Thursday, 1 March 2012

US Defence News

Panetta to Congress: Don’t balance budget with added cuts to defense
By Jeremy Herb - 02/28/12 08:20 PM ET
Defense Secretary Leon Panetta warned senators Tuesday that they can’t expect to fix the nation’s financial problems on the back of the Pentagon.
Panetta, a former budget chief and House member, said Congress should focus on new taxes and entitlement reform to lower the budget deficit, and said additional defense cuts will endanger the nation’s security.
“You can’t meet the challenge that you’re facing in this country by continuing to go back at discretionary spending,” Panetta told senators at Tuesday’s Senate Budget Committee hearing.
“That’s less than a third of federal spending,” he said. “If you’re not dealing with the two-thirds that is entitlement spending, if you’re not dealing with revenues, and you keep going back to the same place, frankly you’re not going to make it, and you’re going to hurt this country’s security,” Panetta said.
While Panetta has offered similar warnings in the past, his lecture on Tuesday was delivered in unusually blunt language to Congress. And while Panetta’s appearance in the Senate Budget Committee was rare for a Defense secretary, it was not an unfamiliar setting for the former budget chief who served under President Clinton.
Panetta and Joint Chiefs of Staff Chairman Gen. Martin Dempsey have said repeatedly that the military cannot withstand an additional $500 billion in cuts to defense spending on top of the $487 billion that is currently being reduced over the next decade. The additional cuts are set to take effect in January 2013 through sequestration, which was triggered by the supercommittee’s failure to reach a deal to cut annual deficits.
Panetta has called the sequestration cuts taking a “meat-ax” to the military budget, and said Tuesday it was “designed as a gun to the head.”
Dempsey said “we would not any longer be a global power” if sequestration takes effect.
Both Democrats and Republicans say they don’t want sequestration to occur, but like the super committee, the two sides remain deadlocked on how get the $1.2 trillion in deficit reduction to undo the sequester.
Democrats say that Republicans refuse to budge on increasing taxes, while Republicans accuse Democrats of being unwilling to tackle entitlements.
“It is a game,” Panetta lectured the lawmakers on Tuesday. “Because on one side, people will defend not touching revenues, which need to be part of the deal. On the other side, there are those that will defend not touching entitlements, which have to be part of the deal. If you want a deal with the size deficits that this county’s facing, you better put everything on the table.”
Senate Budget Committee Chairman Kent Conrad (D-N.D.) said Tuesday that he wanted to look at both entitlements and tax increases to balance the budget, but said additional defense cuts would be needed.
“We’re going to have to have additional savings if we’re really going to deal with the debt threat confronting the country,” Conrad said.
Conrad told Panetta “we’ve heard you loud and clear” that sequestration goes too far, but he asked the Defense secretary if there were a smaller number that would be acceptable to cut beyond the $487 billion already planned.
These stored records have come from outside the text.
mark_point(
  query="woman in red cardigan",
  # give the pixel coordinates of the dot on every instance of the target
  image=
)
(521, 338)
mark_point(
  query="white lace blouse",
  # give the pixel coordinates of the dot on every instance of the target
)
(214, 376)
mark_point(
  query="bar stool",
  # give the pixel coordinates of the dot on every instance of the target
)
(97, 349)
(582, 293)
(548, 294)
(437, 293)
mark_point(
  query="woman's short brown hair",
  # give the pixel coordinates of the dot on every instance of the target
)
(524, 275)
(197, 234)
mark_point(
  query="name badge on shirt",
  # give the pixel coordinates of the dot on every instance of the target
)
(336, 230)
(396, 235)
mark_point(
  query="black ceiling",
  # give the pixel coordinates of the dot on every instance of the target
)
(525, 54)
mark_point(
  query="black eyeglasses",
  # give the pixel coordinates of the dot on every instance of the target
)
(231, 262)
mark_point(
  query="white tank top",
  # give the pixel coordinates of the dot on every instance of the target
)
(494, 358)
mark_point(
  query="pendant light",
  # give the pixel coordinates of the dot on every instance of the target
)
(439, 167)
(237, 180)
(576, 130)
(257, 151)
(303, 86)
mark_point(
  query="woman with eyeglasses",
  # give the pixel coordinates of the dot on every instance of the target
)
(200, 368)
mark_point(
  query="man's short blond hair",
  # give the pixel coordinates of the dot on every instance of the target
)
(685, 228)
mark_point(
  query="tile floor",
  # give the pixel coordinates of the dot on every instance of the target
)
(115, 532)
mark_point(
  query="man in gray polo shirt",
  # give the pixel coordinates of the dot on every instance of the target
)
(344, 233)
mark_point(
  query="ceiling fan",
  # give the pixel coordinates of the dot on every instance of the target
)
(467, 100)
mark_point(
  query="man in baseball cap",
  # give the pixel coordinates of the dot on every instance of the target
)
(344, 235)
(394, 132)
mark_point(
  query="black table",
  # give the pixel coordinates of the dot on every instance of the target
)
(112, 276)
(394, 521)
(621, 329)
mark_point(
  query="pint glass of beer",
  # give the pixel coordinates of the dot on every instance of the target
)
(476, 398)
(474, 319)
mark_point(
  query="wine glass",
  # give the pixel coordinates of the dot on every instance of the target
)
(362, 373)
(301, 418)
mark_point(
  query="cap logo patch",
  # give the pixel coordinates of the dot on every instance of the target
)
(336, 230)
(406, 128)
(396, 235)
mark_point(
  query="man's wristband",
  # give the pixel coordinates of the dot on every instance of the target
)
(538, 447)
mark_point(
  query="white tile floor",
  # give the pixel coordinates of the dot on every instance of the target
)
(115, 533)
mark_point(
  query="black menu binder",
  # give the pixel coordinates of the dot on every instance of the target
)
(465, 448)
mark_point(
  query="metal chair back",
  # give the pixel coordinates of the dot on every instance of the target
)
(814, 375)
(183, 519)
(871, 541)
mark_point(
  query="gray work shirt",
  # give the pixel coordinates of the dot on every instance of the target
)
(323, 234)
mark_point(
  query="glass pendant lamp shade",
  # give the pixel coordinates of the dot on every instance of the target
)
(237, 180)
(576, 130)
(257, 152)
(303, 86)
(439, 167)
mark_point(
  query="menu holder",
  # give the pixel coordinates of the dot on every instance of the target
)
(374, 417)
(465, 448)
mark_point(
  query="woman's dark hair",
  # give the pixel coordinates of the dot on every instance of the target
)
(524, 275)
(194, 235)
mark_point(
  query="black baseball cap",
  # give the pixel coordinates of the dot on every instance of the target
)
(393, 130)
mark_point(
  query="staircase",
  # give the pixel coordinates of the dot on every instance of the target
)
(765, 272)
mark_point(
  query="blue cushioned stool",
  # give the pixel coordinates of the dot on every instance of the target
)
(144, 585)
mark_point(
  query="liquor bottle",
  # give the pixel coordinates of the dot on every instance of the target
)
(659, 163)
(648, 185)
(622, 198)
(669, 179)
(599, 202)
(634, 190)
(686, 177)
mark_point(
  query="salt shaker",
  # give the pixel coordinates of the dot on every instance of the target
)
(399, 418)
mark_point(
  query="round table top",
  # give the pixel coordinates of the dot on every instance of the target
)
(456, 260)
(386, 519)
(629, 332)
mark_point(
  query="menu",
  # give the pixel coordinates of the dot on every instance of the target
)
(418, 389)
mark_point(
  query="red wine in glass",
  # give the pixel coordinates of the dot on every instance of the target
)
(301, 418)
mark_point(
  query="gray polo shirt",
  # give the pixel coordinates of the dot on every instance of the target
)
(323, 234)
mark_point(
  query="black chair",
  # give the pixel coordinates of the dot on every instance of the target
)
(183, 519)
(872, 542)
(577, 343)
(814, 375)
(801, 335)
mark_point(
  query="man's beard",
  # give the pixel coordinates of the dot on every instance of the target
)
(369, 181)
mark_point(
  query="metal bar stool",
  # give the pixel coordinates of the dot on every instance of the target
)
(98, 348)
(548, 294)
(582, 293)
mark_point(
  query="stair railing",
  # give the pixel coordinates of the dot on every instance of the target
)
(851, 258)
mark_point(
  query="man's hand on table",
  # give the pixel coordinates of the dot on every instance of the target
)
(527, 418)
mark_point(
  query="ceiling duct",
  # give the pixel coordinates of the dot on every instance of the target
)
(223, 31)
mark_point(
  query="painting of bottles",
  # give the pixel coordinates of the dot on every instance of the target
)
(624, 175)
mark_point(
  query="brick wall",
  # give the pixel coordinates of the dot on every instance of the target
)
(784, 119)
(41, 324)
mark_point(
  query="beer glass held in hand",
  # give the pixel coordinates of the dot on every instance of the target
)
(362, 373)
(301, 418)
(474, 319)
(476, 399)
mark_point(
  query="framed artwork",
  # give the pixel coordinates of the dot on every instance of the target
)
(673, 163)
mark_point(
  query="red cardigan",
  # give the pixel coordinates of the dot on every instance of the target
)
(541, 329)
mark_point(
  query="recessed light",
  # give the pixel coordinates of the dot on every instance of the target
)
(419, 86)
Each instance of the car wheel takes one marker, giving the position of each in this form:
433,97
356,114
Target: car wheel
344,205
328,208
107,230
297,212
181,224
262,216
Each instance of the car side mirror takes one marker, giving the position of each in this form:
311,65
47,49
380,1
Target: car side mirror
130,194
Panetta said that stability was needed in the long-term defense budget. “For now, what we have put in place I think represents an important step that we should stick to,” Panetta said.
Panetta has defended the 2013 defense budget, which reduces base Pentagon spending to $525 billion from $530 billion in 2012. The budget cuts more than 100,000 troops, kills several weapons systems early and calls for two new rounds of base closures.
Panetta and Dempsey have said the cuts do lead to more risk, but that it’s an acceptable level of risk. Sequestration, they say, is not.
Sen. Jeff Sessions (R-Ala.), the ranking member on the Senate Budget Committee, said he did not want to reverse the amount of deficit reduction included in sequestration, but said the cuts had to come from other areas.
“We just can’t balance this budget on the back of the Defense Department,” Sessions said.
Sessions said that sequestration was added to the budget at the last minute with very little debate. He called it “a direct result of unsustained debt, and it does threaten our national security if we don’t break that cycle.”
Sen. Lindsey Graham (R-S.C.), who has been a critic of both the 2013 budget and sequestration, gave credit to Panetta and Dempsey on Tuesday for stating the threat of sequestration so clearly.
Then he asked Panetta if he’d go one step further to protest the cuts.
“Would you be willing to consider resigning if you were ordered to implement sequestration?” Graham asked.
“Well, I’m not going to go there, because — ” Panetta responded, before Graham cut him off.
“I wouldn’t want you to,” Graham said. “I think you’ve been one heck of a secretary of Defense.”